We love a big Australia — but not so fast
henry ergas Follow @HenryErgas henry ergas12:00AM April 20, 2018
It is true that Melbourne, with just half London’s population, covers six times London’s area, as Shaping a Nation, the research paper on migration released earlier this week by the Treasury and the Department of Home Affairs, claims. But it hardly follows that Melbourne should, or sensibly could, aim to achieve London’s population density.
After all, the goal of migration policy is not to increase population density for its own sake. Nor is its purpose to increase gross domestic product, or even GDP per capita, as the paper implies.
Rather, the aim is to improve the wellbeing of existing Australians, taking into account their interest in the prosperity of future generations, and humanitarian concern for the rest of the world.
The choice of objective matters a great deal. The building industry wants to boost the number of homes that need to be built, while our major retailers salivate at the prospect of a larger market, but those goals may conflict with maximising the welfare of present Australians.
At its heart, that conflict centres on the resources that are difficult to expand, such as roads in densely populated areas. By increasing the demands placed on those resources, immigration makes them more congested, harming existing users in ways that conventional measures of GDP do not capture.
It may be that proper pricing of those congestible assets (say, through road charges on intensely used routes) would limit the damage to living standards, as the paper suggests. But with even the most efficient pricing in the world, existing users will still be worse off than they would have been if fewer additional vehicles were on the road.
And the costlier it is to increase those assets’ capacity, the more dramatic the harm to existing users must be as population rises, and demand with it.
That is important because the costs of adapting our major cities to absorb fast population growth are now extremely high, compared with similar cities overseas and with historical experience.
In part, those high costs are due to our industrial relations system, which adds 10 to 15 per cent to the cost of infrastructure projects, with myriad other productivity-reducing regulations aggravating the penalty. The persistently poor selection and management of major infrastructure projects makes costs greater again.
But the high costs mainly arise from the fact, over more than a century, abundant land availability, high per capita incomes and a short working day have shaped an urban fabric that combines relatively compact CBDs, sprawling suburbs and heavily trafficked radial links between them.
When that settlement pattern was in its formative stages, providing infrastructure largely involved its extension to new greenfields sites, where construction encountered few obstacles.
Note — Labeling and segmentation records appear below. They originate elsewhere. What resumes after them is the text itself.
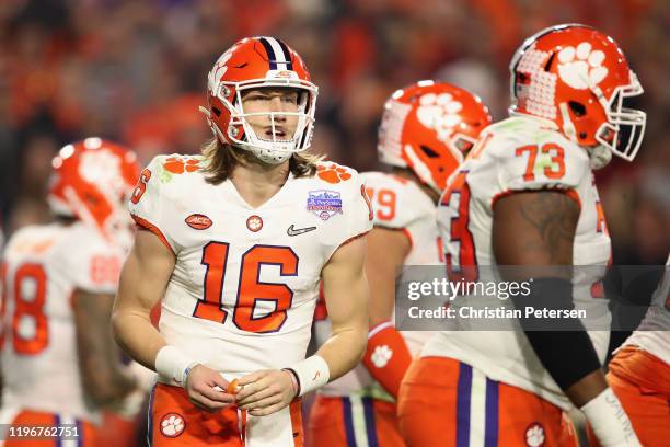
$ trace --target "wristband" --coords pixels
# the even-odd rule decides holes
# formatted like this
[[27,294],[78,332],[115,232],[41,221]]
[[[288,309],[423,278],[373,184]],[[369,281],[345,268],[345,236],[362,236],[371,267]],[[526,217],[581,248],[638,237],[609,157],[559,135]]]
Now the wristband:
[[296,375],[299,397],[323,387],[331,378],[328,364],[320,355],[308,357],[286,369]]
[[164,378],[184,385],[190,369],[197,362],[188,358],[174,346],[165,345],[161,347],[155,356],[155,371]]
[[642,447],[628,415],[608,388],[581,409],[602,447]]

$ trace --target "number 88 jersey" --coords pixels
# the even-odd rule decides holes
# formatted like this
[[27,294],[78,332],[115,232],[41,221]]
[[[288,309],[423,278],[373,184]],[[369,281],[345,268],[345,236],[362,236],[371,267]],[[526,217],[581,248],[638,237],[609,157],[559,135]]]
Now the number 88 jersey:
[[207,183],[204,163],[201,157],[157,157],[130,199],[136,222],[176,259],[160,331],[227,378],[299,362],[322,267],[371,228],[359,176],[320,163],[312,177],[289,174],[275,196],[253,208],[230,180]]
[[[487,127],[449,179],[438,205],[438,228],[444,243],[447,270],[455,275],[451,279],[494,279],[486,277],[489,275],[483,268],[496,265],[492,247],[494,204],[508,194],[539,190],[564,192],[579,204],[573,265],[596,268],[576,270],[573,278],[575,307],[587,310],[588,316],[601,316],[599,326],[609,328],[607,301],[600,299],[599,287],[594,285],[610,260],[611,241],[589,156],[548,121],[515,115]],[[488,296],[457,299],[452,302],[457,314],[459,307],[464,305],[495,308],[500,300]],[[590,322],[594,322],[592,318]],[[470,331],[463,319],[458,319],[455,324],[460,330],[434,336],[421,356],[457,358],[486,371],[494,380],[569,406],[522,333],[515,332],[513,328],[496,332]],[[589,335],[602,362],[609,333],[591,331]]]

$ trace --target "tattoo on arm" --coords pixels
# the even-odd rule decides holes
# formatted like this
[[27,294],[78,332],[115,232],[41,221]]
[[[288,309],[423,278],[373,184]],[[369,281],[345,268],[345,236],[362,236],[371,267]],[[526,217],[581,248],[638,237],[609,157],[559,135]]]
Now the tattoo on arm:
[[579,205],[562,192],[515,193],[494,204],[499,265],[571,265]]
[[562,193],[539,193],[533,194],[532,199],[523,200],[519,211],[538,230],[543,245],[548,249],[550,262],[564,264],[567,257],[565,249],[569,247],[568,263],[571,264],[571,245],[579,219],[575,200]]

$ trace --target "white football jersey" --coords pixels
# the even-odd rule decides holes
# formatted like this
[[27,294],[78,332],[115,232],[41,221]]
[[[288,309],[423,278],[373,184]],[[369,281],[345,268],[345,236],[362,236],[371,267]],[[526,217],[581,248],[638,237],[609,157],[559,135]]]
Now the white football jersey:
[[[409,239],[412,249],[405,259],[405,265],[443,264],[436,221],[437,208],[432,199],[415,182],[397,175],[365,172],[361,177],[374,209],[374,227],[403,231]],[[374,287],[374,284],[370,284],[370,287]],[[316,343],[320,346],[331,334],[331,323],[325,314],[322,317],[323,319],[316,318],[314,324]],[[432,332],[403,331],[401,334],[412,355],[418,355]],[[362,364],[326,385],[320,392],[326,396],[361,393],[391,399]]]
[[129,204],[176,256],[160,332],[227,378],[291,366],[304,359],[322,267],[372,226],[360,177],[320,163],[253,208],[230,180],[207,183],[201,162],[154,158]]
[[[478,144],[450,177],[438,206],[438,227],[444,241],[447,264],[454,271],[461,265],[496,265],[490,241],[495,200],[517,191],[543,188],[563,190],[580,204],[573,264],[602,268],[576,272],[574,302],[588,316],[600,316],[599,326],[609,328],[611,316],[607,301],[600,299],[597,293],[600,288],[594,285],[604,274],[611,244],[589,157],[551,122],[519,115],[482,133]],[[477,280],[493,279],[480,277]],[[473,298],[457,299],[452,307],[458,312],[461,306],[495,308],[500,305],[496,297]],[[525,334],[512,329],[518,322],[509,321],[509,331],[471,331],[467,321],[455,319],[454,331],[436,334],[421,356],[459,359],[494,380],[534,392],[562,408],[570,408]],[[589,335],[603,362],[609,332],[589,331]]]
[[[670,256],[666,266],[670,266]],[[666,274],[654,293],[651,305],[639,328],[623,346],[635,345],[670,365],[670,274]]]
[[82,222],[26,227],[4,252],[3,409],[100,422],[79,371],[72,294],[115,294],[125,253]]

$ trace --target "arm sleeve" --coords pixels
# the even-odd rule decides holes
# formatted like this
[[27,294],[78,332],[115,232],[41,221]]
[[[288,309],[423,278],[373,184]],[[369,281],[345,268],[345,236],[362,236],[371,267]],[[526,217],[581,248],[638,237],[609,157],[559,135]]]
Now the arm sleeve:
[[137,183],[132,198],[128,202],[128,210],[138,227],[154,233],[172,253],[178,252],[178,244],[169,231],[169,198],[166,197],[166,185],[163,157],[155,157],[145,168]]
[[350,171],[353,177],[347,182],[349,184],[343,192],[343,214],[345,219],[337,231],[336,247],[344,245],[372,229],[372,204],[366,193],[366,186],[360,175],[354,170]]

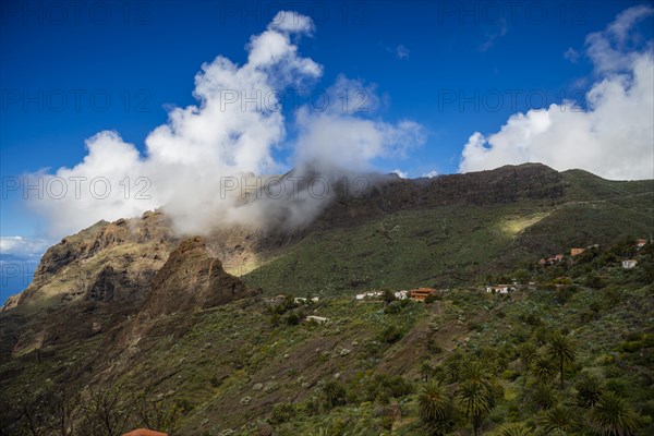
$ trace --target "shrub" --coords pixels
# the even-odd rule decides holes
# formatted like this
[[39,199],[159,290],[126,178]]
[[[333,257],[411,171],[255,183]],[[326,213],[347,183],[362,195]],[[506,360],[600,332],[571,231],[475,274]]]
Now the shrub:
[[280,424],[287,421],[291,421],[295,415],[295,407],[290,402],[279,402],[272,408],[272,416],[270,422],[272,424]]
[[379,331],[379,340],[386,343],[395,343],[402,339],[402,336],[404,336],[404,332],[396,324],[389,324]]

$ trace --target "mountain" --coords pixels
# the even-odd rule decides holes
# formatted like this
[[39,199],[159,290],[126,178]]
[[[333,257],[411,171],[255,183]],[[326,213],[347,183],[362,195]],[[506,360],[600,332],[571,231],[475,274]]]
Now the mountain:
[[[654,181],[613,182],[538,164],[363,180],[355,192],[335,182],[315,219],[292,229],[271,216],[265,231],[182,237],[157,210],[64,238],[0,311],[0,391],[14,398],[27,385],[44,395],[58,386],[120,386],[174,399],[186,416],[180,434],[247,423],[258,432],[272,404],[308,401],[325,374],[416,376],[434,340],[449,353],[474,337],[472,319],[501,328],[484,305],[493,316],[528,316],[522,304],[533,296],[519,296],[516,307],[489,303],[476,286],[531,271],[541,257],[573,246],[650,238],[654,228]],[[364,290],[424,286],[469,291],[452,291],[449,303],[404,305],[401,319],[353,301]],[[320,300],[298,308],[292,299],[276,300],[280,293]],[[646,291],[637,294],[631,304],[641,302],[644,316]],[[547,298],[537,295],[532,304],[544,307]],[[580,295],[591,298],[592,289]],[[461,307],[471,301],[468,316]],[[329,326],[292,329],[310,314]],[[397,346],[379,337],[387,318],[401,331]]]

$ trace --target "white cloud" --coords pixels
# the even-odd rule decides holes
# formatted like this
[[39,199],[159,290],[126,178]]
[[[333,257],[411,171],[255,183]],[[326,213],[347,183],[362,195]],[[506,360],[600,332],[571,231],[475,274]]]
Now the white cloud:
[[403,45],[399,45],[396,47],[396,55],[399,59],[409,59],[410,50]]
[[392,170],[390,172],[393,174],[398,174],[400,177],[400,179],[409,179],[409,173],[407,173],[402,170]]
[[0,237],[0,255],[25,259],[40,257],[51,241],[39,238]]
[[651,14],[646,9],[629,11],[618,15],[607,31],[586,39],[600,74],[585,96],[588,108],[564,101],[513,114],[497,133],[475,132],[464,146],[459,170],[537,161],[557,170],[582,168],[608,179],[654,178],[651,45],[613,56],[617,39],[629,32],[625,22]]
[[[315,216],[324,199],[302,197],[243,204],[243,186],[228,190],[226,180],[249,173],[272,174],[287,170],[275,159],[276,147],[284,145],[289,122],[279,110],[278,92],[291,86],[311,86],[323,66],[302,57],[299,36],[311,35],[313,22],[294,12],[280,12],[247,45],[247,61],[235,64],[225,57],[202,65],[195,76],[197,105],[173,108],[168,122],[145,140],[138,153],[117,132],[99,132],[86,142],[87,156],[72,168],[53,174],[32,174],[46,184],[63,180],[68,191],[61,198],[28,198],[45,216],[52,235],[63,235],[100,219],[132,217],[162,207],[180,233],[205,233],[219,225],[275,226],[278,221],[299,225]],[[342,92],[349,94],[342,107]],[[298,140],[292,144],[293,164],[306,170],[334,174],[361,171],[385,156],[402,156],[423,142],[422,128],[411,121],[396,124],[372,120],[379,106],[374,86],[341,76],[329,88],[324,110],[307,106],[294,117]],[[362,99],[362,97],[364,99]],[[253,101],[254,98],[254,101]],[[365,104],[365,109],[360,110]],[[82,195],[71,180],[83,178]],[[89,183],[98,178],[104,183]],[[105,195],[106,194],[106,195]],[[280,225],[281,226],[281,225]]]
[[564,58],[566,58],[567,60],[569,60],[572,63],[579,62],[580,57],[581,57],[581,55],[579,55],[579,52],[577,50],[574,50],[572,47],[569,47],[564,52]]

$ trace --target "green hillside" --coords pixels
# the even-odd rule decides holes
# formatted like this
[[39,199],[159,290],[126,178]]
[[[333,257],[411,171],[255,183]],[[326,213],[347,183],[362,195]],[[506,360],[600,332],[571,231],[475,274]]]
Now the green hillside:
[[270,294],[474,284],[572,246],[654,231],[653,181],[613,182],[581,170],[562,174],[566,194],[555,202],[453,204],[317,230],[268,253],[264,265],[242,278]]
[[[630,270],[619,263],[627,252],[639,259]],[[615,400],[633,425],[625,434],[644,436],[654,431],[653,255],[652,244],[634,251],[625,242],[573,264],[533,265],[523,280],[536,283],[508,295],[452,289],[428,304],[338,296],[308,305],[256,298],[128,322],[3,363],[3,393],[13,404],[5,411],[41,401],[47,422],[59,398],[51,392],[65,386],[93,404],[114,400],[110,416],[122,429],[146,423],[173,435],[468,435],[473,426],[461,398],[481,377],[491,396],[483,434],[509,434],[499,433],[508,423],[521,435],[604,434],[593,431],[593,416]],[[301,322],[306,315],[328,323]],[[562,386],[552,356],[561,335],[572,350]],[[451,403],[444,422],[421,413],[427,387]],[[76,417],[107,434],[93,409]],[[26,433],[11,433],[15,425]],[[25,417],[4,428],[29,434]]]

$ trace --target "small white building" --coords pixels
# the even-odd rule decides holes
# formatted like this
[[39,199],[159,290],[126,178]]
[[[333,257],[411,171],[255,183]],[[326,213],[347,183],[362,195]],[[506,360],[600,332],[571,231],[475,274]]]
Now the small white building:
[[622,268],[625,269],[631,269],[633,268],[635,265],[638,264],[637,259],[627,259],[627,261],[622,261]]
[[409,298],[409,291],[399,291],[396,292],[395,295],[398,300],[407,300]]
[[384,292],[380,292],[380,291],[358,293],[356,294],[356,300],[373,299],[375,296],[382,296],[382,295],[384,295]]
[[329,323],[329,318],[324,316],[308,315],[304,320],[314,320],[318,324],[327,324]]
[[[314,296],[311,299],[311,301],[313,301],[314,303],[318,302],[318,298]],[[295,299],[293,300],[293,302],[295,304],[300,304],[300,303],[306,303],[306,299],[304,296],[295,296]]]
[[516,290],[516,288],[510,287],[508,284],[495,284],[495,286],[486,287],[487,293],[509,293],[509,292],[513,292],[514,290]]

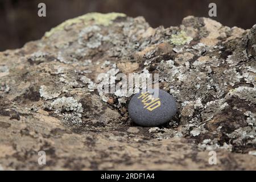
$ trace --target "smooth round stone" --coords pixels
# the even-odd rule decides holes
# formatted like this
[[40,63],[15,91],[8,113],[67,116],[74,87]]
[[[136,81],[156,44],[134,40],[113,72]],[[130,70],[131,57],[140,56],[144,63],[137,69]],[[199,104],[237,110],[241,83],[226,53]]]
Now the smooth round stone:
[[135,123],[146,127],[161,125],[169,121],[177,111],[174,98],[168,93],[159,89],[134,94],[128,105],[130,117]]

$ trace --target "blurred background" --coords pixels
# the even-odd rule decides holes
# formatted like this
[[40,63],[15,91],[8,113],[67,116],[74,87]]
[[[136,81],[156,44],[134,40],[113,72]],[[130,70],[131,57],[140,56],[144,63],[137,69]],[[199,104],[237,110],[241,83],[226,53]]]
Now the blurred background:
[[[38,5],[46,4],[46,17]],[[208,5],[217,5],[213,19],[245,29],[256,23],[255,0],[0,0],[0,51],[40,39],[64,20],[89,12],[119,12],[143,16],[153,27],[177,26],[188,15],[208,17]]]

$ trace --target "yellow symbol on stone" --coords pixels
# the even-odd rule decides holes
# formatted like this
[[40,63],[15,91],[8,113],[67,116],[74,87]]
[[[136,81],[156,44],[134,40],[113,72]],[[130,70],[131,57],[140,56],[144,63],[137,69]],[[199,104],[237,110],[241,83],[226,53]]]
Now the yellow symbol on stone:
[[144,108],[151,111],[161,105],[159,98],[154,98],[152,95],[148,93],[148,92],[141,93],[138,98],[142,99],[141,102],[144,106]]

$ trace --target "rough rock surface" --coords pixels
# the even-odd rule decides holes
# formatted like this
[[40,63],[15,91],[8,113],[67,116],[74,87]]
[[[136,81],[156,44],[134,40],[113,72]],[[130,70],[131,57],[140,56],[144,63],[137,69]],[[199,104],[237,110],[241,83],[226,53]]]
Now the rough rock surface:
[[[205,18],[154,29],[92,13],[0,52],[0,169],[256,169],[255,32]],[[135,125],[129,96],[96,89],[110,71],[158,73],[177,114]]]

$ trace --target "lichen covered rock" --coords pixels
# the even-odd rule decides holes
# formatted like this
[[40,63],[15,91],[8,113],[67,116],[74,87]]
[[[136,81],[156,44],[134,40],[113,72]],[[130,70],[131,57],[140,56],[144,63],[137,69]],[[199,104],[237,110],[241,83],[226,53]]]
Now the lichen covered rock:
[[[0,52],[0,168],[256,169],[255,29],[191,16],[152,28],[93,13]],[[99,74],[111,87],[120,72],[159,73],[176,115],[159,127],[134,124],[130,95],[97,89]]]

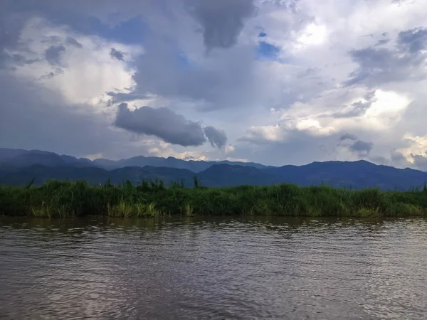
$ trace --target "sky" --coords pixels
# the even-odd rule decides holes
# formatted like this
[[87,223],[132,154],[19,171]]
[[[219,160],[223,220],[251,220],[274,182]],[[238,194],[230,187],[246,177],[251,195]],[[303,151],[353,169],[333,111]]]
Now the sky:
[[0,147],[427,171],[425,0],[2,0]]

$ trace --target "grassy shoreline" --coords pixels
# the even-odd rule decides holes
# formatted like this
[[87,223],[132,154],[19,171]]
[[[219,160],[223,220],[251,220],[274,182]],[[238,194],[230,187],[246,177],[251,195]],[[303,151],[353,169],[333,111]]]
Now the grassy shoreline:
[[293,184],[228,188],[165,187],[162,181],[93,186],[50,181],[41,186],[0,186],[0,215],[427,217],[427,189],[381,192]]

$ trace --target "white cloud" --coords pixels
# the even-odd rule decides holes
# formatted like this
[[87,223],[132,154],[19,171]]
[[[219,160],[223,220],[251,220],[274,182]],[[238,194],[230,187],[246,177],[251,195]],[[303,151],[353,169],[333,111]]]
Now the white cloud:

Although costs were high — because the spacing between homes was nearly twice that in comparable cities in the US and more than three times that in Europe — they were relatively bearable.
Moreover, in that phase of our development, population growth tended to significantly reduce unit costs over time, as fixed costs were spread over a larger number of users.
Now, however, capacity expansion almost always involves brownfields work in heavily developed areas, disrupting existing uses of land and requiring reliance on costly underpasses, elevated ramps and tunnelling over long distances. And instead of economies of scale, costs often rise more than proportionately as the scale and pace of projects rises, with “mega-projects” being especially prone to massive cost blowouts.
Those facts of life aren’t about to change. The urban fabric is extraordinarily durable, as is the housing stock: that is why there is so much truth in Winston Churchill’s dictum that “we shape our buildings, and afterwards our buildings shape us”.
In democracies — which cannot adopt China’s approach of simply bulldozing millions of homes to build high rises and superhighways — modifying the structure of urban areas is the work of many decades.
As a result, the constraints those costs impose should figure prominently in setting population policy. Put in the jargon of economics, they limit the optimal population of our major cities, relative to many cities overseas, and the rate at which their population ought to increase.
But rather than facing that reality, the report simply excludes the costs of adapting our urban fabric from its calculations of the net benefits of the migrant intake.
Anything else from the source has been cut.